The only information stored in restQL server is the resource name and its invocation end-point.
restQL server is implemented in Clojure using HTTP Kit and Clojure CSP implementation (core.async).
For clients in the JVM world it’s possible to use directly restQL core, writing and executing restQL queries directly without the need of an additional server.
REST impedance mismatch
There’s an impedance mismatch in a solution like restQL, where one service invokes another N services. To keep compatibility with a REST architecture some topics need to be addressed.
HTTP Status Code
Because restQL may invoke many services in the same query, what should be done if one service returns success code (200) and another one in the same query returns error code (500)?
Given the practical implications, if restQL returned 200 in this case, the intermediate proxies would consider a success HTTP call and would potentially cache the request, carrying the error to the whole user base. For HTTP clients, automatic retry wouldn’t work.
To address this issue, restQL always returns the highest HTTP code from the invoked services as the query response status code.
In the same query there may be essential and non-essential resources.

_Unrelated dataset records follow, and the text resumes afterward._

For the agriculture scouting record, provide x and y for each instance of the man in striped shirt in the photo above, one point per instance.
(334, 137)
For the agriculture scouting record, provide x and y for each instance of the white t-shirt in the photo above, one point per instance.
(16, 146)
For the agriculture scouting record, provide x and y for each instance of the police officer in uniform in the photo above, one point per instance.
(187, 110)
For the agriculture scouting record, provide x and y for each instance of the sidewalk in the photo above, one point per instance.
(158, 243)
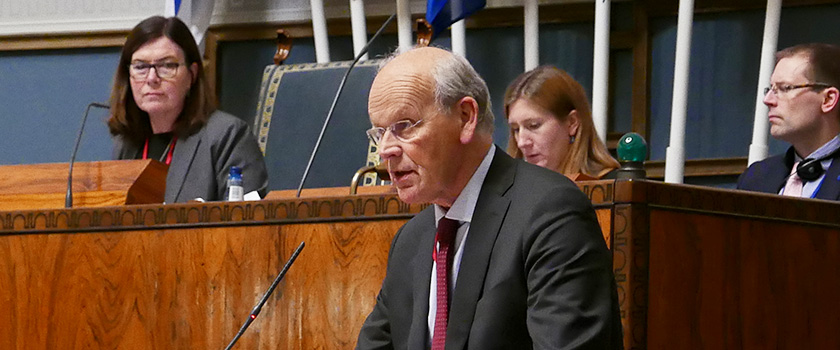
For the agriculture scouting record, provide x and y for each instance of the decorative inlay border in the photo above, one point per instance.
(363, 207)
(729, 202)
(151, 216)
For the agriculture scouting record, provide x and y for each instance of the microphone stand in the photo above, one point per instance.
(362, 52)
(68, 198)
(258, 307)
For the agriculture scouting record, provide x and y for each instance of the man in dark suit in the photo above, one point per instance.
(524, 264)
(803, 111)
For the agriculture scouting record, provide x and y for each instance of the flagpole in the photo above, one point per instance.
(532, 35)
(404, 25)
(601, 68)
(357, 19)
(761, 125)
(319, 29)
(459, 38)
(675, 153)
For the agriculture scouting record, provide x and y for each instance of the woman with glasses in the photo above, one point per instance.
(162, 108)
(551, 125)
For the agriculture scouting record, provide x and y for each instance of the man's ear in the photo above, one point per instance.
(830, 100)
(467, 111)
(573, 122)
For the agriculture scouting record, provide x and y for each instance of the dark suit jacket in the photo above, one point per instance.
(536, 272)
(201, 162)
(770, 175)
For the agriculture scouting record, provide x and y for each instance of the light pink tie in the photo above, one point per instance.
(445, 237)
(793, 187)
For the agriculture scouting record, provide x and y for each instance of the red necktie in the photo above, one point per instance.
(445, 237)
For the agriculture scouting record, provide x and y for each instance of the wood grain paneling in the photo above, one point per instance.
(725, 283)
(191, 289)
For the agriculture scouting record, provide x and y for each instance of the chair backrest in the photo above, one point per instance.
(291, 109)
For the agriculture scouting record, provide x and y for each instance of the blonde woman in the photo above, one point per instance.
(551, 125)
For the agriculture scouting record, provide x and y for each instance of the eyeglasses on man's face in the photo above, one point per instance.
(165, 70)
(779, 89)
(403, 130)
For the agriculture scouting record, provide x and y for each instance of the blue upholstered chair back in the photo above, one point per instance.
(291, 109)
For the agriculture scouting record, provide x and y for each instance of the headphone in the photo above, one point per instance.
(810, 169)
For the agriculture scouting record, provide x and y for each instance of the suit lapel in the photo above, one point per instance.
(830, 187)
(182, 158)
(421, 275)
(486, 222)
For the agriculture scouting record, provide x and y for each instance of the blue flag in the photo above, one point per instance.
(442, 13)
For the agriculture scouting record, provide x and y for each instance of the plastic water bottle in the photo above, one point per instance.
(235, 191)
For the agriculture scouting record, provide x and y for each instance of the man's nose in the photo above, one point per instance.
(770, 98)
(389, 146)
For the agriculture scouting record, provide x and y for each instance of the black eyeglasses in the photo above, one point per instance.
(403, 130)
(785, 88)
(164, 70)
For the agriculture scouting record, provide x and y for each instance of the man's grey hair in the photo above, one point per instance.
(455, 78)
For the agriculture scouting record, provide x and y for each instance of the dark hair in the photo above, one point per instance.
(130, 121)
(556, 91)
(823, 61)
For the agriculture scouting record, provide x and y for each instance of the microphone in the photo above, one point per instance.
(68, 198)
(258, 307)
(362, 52)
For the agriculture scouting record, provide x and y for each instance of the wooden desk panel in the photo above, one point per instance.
(722, 282)
(190, 289)
(695, 267)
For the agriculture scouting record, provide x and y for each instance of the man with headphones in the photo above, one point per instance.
(803, 111)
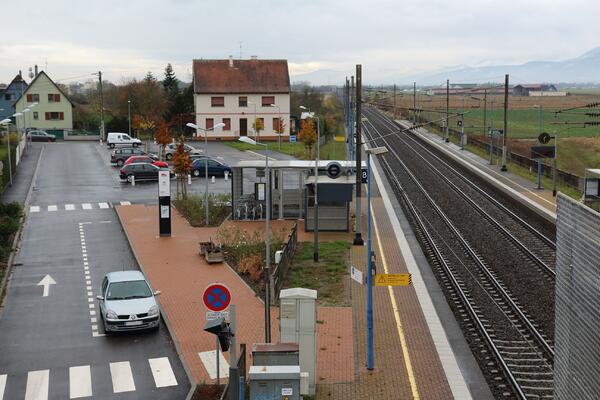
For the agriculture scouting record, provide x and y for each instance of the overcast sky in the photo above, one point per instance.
(127, 38)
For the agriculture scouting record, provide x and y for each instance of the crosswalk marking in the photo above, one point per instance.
(2, 385)
(122, 377)
(209, 360)
(80, 382)
(37, 385)
(162, 372)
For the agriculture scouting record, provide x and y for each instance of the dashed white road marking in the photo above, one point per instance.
(122, 378)
(37, 385)
(209, 360)
(2, 385)
(162, 372)
(80, 382)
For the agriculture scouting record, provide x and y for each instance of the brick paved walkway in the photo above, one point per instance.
(174, 266)
(390, 379)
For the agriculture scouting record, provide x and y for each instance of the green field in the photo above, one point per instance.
(525, 123)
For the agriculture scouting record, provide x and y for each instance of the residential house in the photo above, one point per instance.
(236, 92)
(10, 94)
(54, 111)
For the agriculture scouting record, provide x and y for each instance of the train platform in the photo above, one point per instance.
(525, 191)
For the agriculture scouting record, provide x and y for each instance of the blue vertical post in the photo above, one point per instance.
(370, 356)
(539, 174)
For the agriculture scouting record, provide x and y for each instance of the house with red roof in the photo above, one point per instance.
(238, 92)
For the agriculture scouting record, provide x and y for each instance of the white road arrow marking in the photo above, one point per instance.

Think about a query fetching a cart and its related recommendations. It’s reasonable to show the cart even though we were not able to fetch the recommendations. In such cases it’s possible to use the ignore-errors modifier in the non-essential resources. When this happens, even if the call to this specific resource fails, restQL will return 200. Even in these circumstances the client can still manually check the restQL response to find out if the request was successful. This status code information is included as a metadata in the response and can also be used for debugging and troubleshooting purposes.

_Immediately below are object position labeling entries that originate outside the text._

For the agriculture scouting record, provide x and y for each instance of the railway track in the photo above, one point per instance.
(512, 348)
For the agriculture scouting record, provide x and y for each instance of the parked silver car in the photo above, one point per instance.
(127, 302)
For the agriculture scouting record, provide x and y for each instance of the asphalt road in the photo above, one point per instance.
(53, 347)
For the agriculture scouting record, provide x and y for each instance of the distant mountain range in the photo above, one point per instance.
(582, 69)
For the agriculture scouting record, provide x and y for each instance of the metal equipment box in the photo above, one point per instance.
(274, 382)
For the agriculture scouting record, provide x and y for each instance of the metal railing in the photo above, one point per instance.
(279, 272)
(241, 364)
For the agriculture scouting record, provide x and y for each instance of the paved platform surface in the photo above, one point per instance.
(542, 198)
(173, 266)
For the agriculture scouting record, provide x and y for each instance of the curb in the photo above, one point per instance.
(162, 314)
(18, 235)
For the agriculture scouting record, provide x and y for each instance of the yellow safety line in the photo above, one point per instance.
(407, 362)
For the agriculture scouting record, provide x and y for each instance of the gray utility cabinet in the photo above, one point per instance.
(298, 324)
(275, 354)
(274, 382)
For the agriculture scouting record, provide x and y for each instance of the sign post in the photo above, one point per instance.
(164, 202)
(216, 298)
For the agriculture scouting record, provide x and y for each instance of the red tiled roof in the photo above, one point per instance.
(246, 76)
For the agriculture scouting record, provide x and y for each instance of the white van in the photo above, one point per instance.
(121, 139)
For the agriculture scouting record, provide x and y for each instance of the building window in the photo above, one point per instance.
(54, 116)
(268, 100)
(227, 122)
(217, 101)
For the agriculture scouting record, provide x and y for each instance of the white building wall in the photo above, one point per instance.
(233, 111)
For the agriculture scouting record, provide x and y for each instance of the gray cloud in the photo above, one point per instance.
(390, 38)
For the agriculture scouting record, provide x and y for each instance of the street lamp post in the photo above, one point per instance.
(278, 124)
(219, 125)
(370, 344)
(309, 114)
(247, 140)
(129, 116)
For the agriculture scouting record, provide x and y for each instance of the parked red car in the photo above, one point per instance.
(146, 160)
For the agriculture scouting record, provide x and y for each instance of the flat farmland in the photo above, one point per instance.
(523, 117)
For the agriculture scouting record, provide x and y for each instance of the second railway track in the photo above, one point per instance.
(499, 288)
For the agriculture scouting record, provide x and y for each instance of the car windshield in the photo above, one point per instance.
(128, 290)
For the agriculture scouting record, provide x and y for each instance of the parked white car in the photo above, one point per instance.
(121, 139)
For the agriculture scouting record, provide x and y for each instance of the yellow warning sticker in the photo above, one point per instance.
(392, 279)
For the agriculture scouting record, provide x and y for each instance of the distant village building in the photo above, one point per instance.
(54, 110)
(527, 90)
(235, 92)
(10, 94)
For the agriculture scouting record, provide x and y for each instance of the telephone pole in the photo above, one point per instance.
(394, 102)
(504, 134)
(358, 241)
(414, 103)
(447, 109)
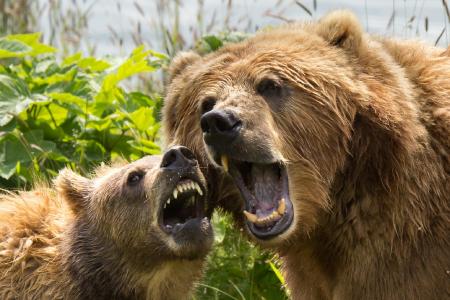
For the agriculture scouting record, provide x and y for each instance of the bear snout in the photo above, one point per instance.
(220, 127)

Cache-control is a header returned in a HTTP call that tells the intermediate proxies and the end client on how to handle the cache of the returned content . For example: a cache-control header with max-age=60 tells that the client can safely cache the request for 1 minute.

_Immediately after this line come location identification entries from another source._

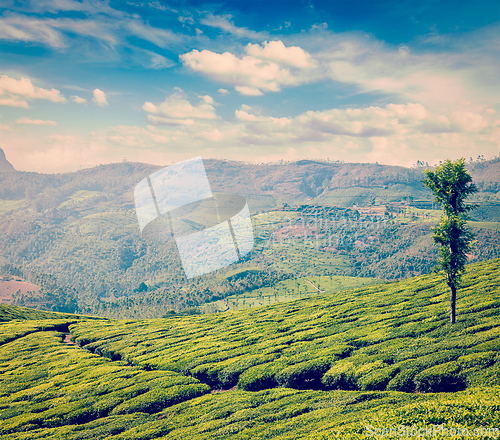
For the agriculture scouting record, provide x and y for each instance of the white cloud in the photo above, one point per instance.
(251, 75)
(21, 28)
(16, 92)
(277, 52)
(177, 110)
(30, 121)
(99, 98)
(77, 100)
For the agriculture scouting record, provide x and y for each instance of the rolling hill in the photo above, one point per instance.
(78, 232)
(5, 165)
(342, 365)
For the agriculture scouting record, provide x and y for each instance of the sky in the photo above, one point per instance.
(84, 83)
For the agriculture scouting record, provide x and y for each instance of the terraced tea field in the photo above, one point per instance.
(336, 365)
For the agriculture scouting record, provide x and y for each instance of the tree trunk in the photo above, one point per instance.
(453, 300)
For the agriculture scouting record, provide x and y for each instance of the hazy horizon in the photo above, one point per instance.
(85, 83)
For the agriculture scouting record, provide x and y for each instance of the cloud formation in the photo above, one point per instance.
(30, 121)
(268, 68)
(17, 92)
(99, 98)
(77, 100)
(177, 110)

To avoid stale data, restQL considers the smaller max-age among the services responses to use in the query response.
It’s also possible to configure the cache-control for a specific query using the directive use inside the query.
Each microservice in a query may have a different SLA, which means different response times.
When each microservice is called isolatedly, it’s easy to configure the timeout of each call as most HTTP clients allow the configuration of such setting.
In case of an orchestrator like restQL it’s necessary to implement some way to fine-grain control the timeout of the underlying invocation. In restQL this is achieved by the timeout modifier in the query, which specifies the timeout of each resource. If timeout triggers, a 408 (timeout) status code is assigned to the resource.
Although URI RFC doesn’t set any limits to the URL length, in practice some browsers and proxies (e.g. Apache, Nginx) won’t work with long URLs. For example, Nginx default URL length limit is 8k, after which it returns 413 (entity too large). This may be a problem if the query is too long.
To work around this issue restQL has saved queries. Saved queries is a way for clients to previously save a query in the server and invoke it by just referencing its name and revision.
Each saved query update will generate a new query revision and keep the existing one untouched. This avoid consumers being broken down and makes the cache of the query statement retrieval on the server very efficient (you can actually cache it forever).
As we’ve seen, a microservice-based architecture isn’t a silver bullet. Despite its immediate benefits to the service teams, it poses by its very nature a challenge in terms of complexity and performance to the consumers.
Fortunately there are some technologies available to overcome those problems, worth mentioning Falcor, GraphQL and the recently introduced restQL.